Wat doet het systeem precies? “We tellen bijvoorbeeld hoe vaak een woord voorkomt in de nabijheid van andere woorden.” De bestudering van woorden in relatie tot elkaar, komt volgens de professor dicht bij psychologische noties van hoe de hersenen taal verwerken.

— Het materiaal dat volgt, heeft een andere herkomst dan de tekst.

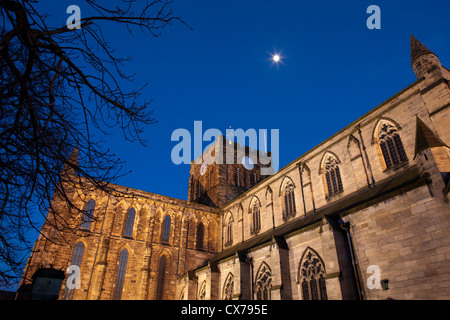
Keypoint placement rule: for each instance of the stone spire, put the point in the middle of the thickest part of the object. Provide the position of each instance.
(418, 49)
(423, 61)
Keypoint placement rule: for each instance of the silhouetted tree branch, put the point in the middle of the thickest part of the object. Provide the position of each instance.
(56, 84)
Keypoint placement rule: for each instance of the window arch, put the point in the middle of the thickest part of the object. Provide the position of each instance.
(166, 229)
(88, 215)
(129, 224)
(77, 257)
(120, 278)
(390, 144)
(255, 177)
(256, 216)
(200, 236)
(332, 175)
(202, 291)
(288, 199)
(312, 276)
(161, 277)
(228, 229)
(237, 177)
(263, 282)
(228, 287)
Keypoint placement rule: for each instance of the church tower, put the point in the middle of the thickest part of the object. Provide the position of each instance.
(224, 171)
(424, 62)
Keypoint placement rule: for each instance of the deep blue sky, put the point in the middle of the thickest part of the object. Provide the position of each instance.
(334, 70)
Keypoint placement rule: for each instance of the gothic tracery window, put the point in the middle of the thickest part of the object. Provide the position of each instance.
(131, 215)
(166, 229)
(200, 236)
(237, 177)
(202, 291)
(256, 217)
(289, 200)
(391, 145)
(332, 176)
(228, 288)
(77, 257)
(120, 277)
(263, 283)
(228, 230)
(161, 277)
(88, 215)
(312, 277)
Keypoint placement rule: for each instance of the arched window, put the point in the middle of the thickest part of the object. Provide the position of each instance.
(202, 291)
(391, 145)
(255, 177)
(228, 288)
(161, 277)
(263, 283)
(237, 177)
(88, 214)
(332, 175)
(120, 278)
(71, 284)
(228, 230)
(166, 229)
(289, 200)
(312, 277)
(200, 236)
(131, 214)
(256, 217)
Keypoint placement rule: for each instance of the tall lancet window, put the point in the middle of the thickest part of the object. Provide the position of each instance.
(289, 200)
(256, 216)
(332, 175)
(88, 215)
(312, 277)
(200, 236)
(75, 264)
(228, 229)
(161, 277)
(166, 229)
(237, 177)
(120, 277)
(228, 288)
(129, 224)
(263, 282)
(391, 145)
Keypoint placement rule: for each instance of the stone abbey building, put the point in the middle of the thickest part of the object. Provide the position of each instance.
(363, 215)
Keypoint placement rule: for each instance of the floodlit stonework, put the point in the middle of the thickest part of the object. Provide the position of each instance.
(363, 215)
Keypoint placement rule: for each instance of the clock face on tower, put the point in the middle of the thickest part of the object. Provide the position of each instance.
(203, 168)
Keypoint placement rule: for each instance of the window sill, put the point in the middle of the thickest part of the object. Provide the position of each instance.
(397, 166)
(289, 216)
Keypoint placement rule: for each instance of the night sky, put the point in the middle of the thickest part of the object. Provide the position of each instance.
(333, 70)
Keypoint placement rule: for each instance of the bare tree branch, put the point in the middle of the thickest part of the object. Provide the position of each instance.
(55, 84)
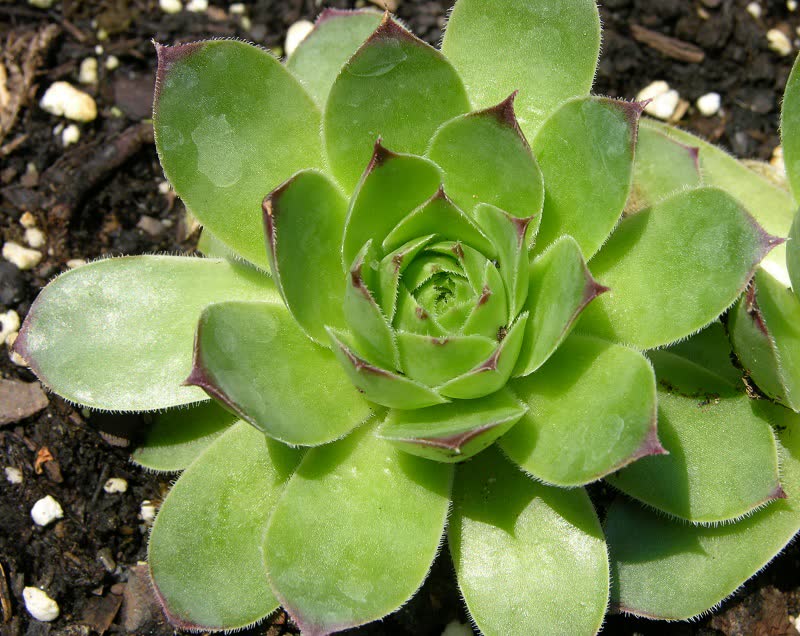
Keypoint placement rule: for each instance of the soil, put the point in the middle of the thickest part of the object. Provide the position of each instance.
(102, 196)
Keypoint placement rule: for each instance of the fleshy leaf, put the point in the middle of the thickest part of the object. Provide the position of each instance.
(486, 159)
(355, 533)
(176, 437)
(303, 222)
(715, 435)
(511, 235)
(673, 570)
(392, 186)
(434, 361)
(769, 204)
(364, 316)
(221, 158)
(319, 58)
(515, 541)
(205, 547)
(439, 215)
(453, 432)
(87, 341)
(592, 410)
(546, 50)
(492, 374)
(396, 87)
(599, 135)
(765, 331)
(254, 359)
(790, 129)
(694, 251)
(560, 288)
(379, 385)
(662, 167)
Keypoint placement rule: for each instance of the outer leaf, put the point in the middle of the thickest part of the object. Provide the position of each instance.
(355, 533)
(560, 287)
(223, 158)
(715, 435)
(765, 331)
(304, 221)
(178, 436)
(486, 159)
(392, 186)
(599, 135)
(117, 334)
(790, 129)
(321, 55)
(492, 374)
(770, 205)
(694, 251)
(663, 166)
(456, 431)
(395, 87)
(549, 52)
(592, 410)
(515, 541)
(204, 550)
(674, 570)
(379, 385)
(253, 358)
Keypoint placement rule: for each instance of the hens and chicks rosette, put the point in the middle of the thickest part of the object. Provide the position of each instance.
(434, 325)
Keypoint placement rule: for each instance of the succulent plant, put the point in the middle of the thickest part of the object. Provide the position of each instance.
(444, 292)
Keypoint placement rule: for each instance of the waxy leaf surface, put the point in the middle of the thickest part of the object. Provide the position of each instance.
(546, 50)
(87, 340)
(674, 570)
(591, 410)
(355, 533)
(337, 34)
(205, 547)
(456, 431)
(599, 135)
(304, 221)
(396, 87)
(514, 541)
(722, 460)
(178, 436)
(560, 287)
(231, 124)
(770, 205)
(708, 247)
(254, 358)
(486, 159)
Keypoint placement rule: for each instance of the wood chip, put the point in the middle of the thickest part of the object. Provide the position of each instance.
(671, 47)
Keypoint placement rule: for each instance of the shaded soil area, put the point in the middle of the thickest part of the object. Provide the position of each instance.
(104, 194)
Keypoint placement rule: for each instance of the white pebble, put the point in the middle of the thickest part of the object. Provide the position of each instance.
(296, 34)
(39, 605)
(455, 628)
(115, 485)
(46, 510)
(147, 512)
(709, 104)
(35, 237)
(778, 42)
(62, 98)
(22, 257)
(88, 71)
(13, 475)
(754, 9)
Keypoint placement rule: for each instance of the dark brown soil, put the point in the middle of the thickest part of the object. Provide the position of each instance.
(90, 200)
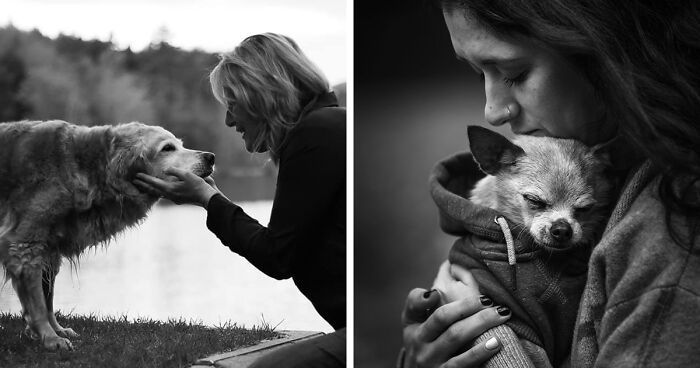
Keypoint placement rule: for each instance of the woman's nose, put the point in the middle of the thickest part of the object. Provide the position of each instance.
(229, 121)
(498, 109)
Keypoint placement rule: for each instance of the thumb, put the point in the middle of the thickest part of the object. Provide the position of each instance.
(174, 171)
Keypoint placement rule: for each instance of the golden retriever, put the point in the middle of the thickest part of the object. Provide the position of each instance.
(64, 188)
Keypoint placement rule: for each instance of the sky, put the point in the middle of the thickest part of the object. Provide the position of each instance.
(318, 26)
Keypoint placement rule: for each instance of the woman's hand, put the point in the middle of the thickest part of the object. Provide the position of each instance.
(436, 335)
(188, 188)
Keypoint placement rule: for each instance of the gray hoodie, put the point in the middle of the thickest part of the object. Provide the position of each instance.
(542, 289)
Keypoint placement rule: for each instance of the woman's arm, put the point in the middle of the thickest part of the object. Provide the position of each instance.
(310, 194)
(310, 190)
(436, 335)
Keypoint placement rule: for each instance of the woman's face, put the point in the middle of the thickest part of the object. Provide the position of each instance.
(246, 125)
(534, 89)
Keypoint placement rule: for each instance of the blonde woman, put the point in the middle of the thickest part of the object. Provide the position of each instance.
(280, 102)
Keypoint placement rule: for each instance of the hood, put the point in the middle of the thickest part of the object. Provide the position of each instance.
(451, 181)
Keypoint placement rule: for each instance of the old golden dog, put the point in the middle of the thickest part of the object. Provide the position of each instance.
(64, 188)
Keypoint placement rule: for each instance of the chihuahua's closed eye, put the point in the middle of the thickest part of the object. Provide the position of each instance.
(555, 188)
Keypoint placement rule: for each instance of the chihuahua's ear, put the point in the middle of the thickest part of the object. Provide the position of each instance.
(491, 150)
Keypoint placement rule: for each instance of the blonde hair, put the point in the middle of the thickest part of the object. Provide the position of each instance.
(268, 77)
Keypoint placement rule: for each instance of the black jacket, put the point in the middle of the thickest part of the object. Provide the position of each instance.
(305, 239)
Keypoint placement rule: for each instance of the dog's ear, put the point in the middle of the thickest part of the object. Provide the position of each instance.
(601, 151)
(127, 158)
(492, 151)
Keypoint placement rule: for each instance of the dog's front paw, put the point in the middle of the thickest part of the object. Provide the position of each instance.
(66, 332)
(54, 343)
(29, 333)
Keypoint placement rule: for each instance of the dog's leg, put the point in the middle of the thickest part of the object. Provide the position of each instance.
(25, 262)
(48, 282)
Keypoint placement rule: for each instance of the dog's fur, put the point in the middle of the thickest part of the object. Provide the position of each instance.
(548, 185)
(64, 188)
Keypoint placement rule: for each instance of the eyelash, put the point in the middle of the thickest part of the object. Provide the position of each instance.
(510, 82)
(515, 81)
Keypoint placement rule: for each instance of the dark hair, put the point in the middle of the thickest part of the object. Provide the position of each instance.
(642, 58)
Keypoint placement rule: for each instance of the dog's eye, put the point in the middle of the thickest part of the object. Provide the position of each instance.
(584, 210)
(534, 202)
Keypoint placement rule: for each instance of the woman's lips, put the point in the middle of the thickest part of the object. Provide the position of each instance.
(533, 133)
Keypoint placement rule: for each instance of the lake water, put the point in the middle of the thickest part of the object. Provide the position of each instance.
(172, 266)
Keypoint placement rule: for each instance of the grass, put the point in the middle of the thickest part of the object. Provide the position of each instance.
(118, 342)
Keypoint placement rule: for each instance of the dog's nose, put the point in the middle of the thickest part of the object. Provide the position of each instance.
(209, 158)
(561, 230)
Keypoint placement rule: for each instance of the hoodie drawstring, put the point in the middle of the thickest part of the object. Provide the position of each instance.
(510, 246)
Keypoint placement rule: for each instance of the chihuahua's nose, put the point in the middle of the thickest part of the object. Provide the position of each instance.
(561, 230)
(209, 158)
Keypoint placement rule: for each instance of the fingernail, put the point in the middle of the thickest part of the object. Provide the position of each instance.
(427, 294)
(491, 344)
(503, 310)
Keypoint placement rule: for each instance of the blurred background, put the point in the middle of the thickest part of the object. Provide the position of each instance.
(95, 62)
(412, 103)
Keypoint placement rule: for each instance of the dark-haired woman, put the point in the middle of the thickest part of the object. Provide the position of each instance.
(280, 102)
(596, 71)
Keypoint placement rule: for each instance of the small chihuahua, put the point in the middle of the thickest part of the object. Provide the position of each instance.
(556, 188)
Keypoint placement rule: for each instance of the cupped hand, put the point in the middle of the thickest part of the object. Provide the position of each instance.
(186, 188)
(437, 334)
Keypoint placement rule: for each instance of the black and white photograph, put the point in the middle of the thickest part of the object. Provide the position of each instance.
(526, 184)
(322, 184)
(173, 183)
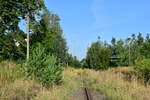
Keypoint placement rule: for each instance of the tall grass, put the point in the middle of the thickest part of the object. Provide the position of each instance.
(14, 86)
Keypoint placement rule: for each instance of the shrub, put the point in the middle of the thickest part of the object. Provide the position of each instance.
(143, 69)
(43, 67)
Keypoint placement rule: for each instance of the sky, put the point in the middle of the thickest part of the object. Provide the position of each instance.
(83, 21)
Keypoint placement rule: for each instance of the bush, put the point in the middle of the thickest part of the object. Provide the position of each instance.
(143, 69)
(43, 67)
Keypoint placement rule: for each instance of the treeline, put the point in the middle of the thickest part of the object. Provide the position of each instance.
(126, 52)
(132, 51)
(48, 47)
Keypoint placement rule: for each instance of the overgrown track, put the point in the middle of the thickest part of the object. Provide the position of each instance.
(87, 93)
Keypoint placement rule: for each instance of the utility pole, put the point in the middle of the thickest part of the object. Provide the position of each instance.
(28, 19)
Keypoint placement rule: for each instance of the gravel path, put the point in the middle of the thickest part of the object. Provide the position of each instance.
(80, 95)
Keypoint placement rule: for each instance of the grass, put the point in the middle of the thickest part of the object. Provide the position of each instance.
(112, 83)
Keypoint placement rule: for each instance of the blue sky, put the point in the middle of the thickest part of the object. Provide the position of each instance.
(84, 20)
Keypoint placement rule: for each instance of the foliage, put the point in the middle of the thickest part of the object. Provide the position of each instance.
(98, 56)
(9, 48)
(12, 11)
(43, 67)
(143, 69)
(73, 61)
(49, 33)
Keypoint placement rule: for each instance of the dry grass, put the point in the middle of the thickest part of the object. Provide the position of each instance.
(14, 86)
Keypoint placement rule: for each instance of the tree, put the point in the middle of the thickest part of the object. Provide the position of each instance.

Woorden hebben geen dichtgetimmerde definities, maar hun betekenis overlapt met die van andere woorden. Vaak heeft een woord ook meerdere betekenissen. De betekenis kan enorm verschillen per context. Denk maar aan homoniemen als vorst en bank.

Parafrase

Maar hoe kunnen we woordbetekenissen beschrijven zonder gebruik te maken van een woordenboek? Een manier is om woorden uit te leggen in andere woorden. Dit noem je parafraseren. De computer kan aangeven wat een goede parafrase is en wat een slechte. Taaltechnologie maakt dankbaar gebruik van dit soort parafrases. Dat gebeurt al bij allerlei zoek- en vraag/antwoordsystemen op het web.

Maar ook andere gebruikersdoeleinden zijn mogelijk. Erk: “Stel, je wilt een lijst samenstellen van ziektes, hun oorzaken, symptomen en behandelingen op basis van miljoenen pagina’s medische informatie op het web. Medici gebruiken allemaal andere bewoordingen als ze het hebben over ziektes, dus is het handig om te weten welke formuleringen hetzelfde betekenen.” De vraag blijft bestaan of computers ooit taalbegrip zullen ontwikkelen op het niveau van mensen. Met de parafrase-benadering van Erk en haar collega’s wordt het in ieder geval een stukje realistischer.

Bron:

University of Texas at Austin: When will my computer understand me?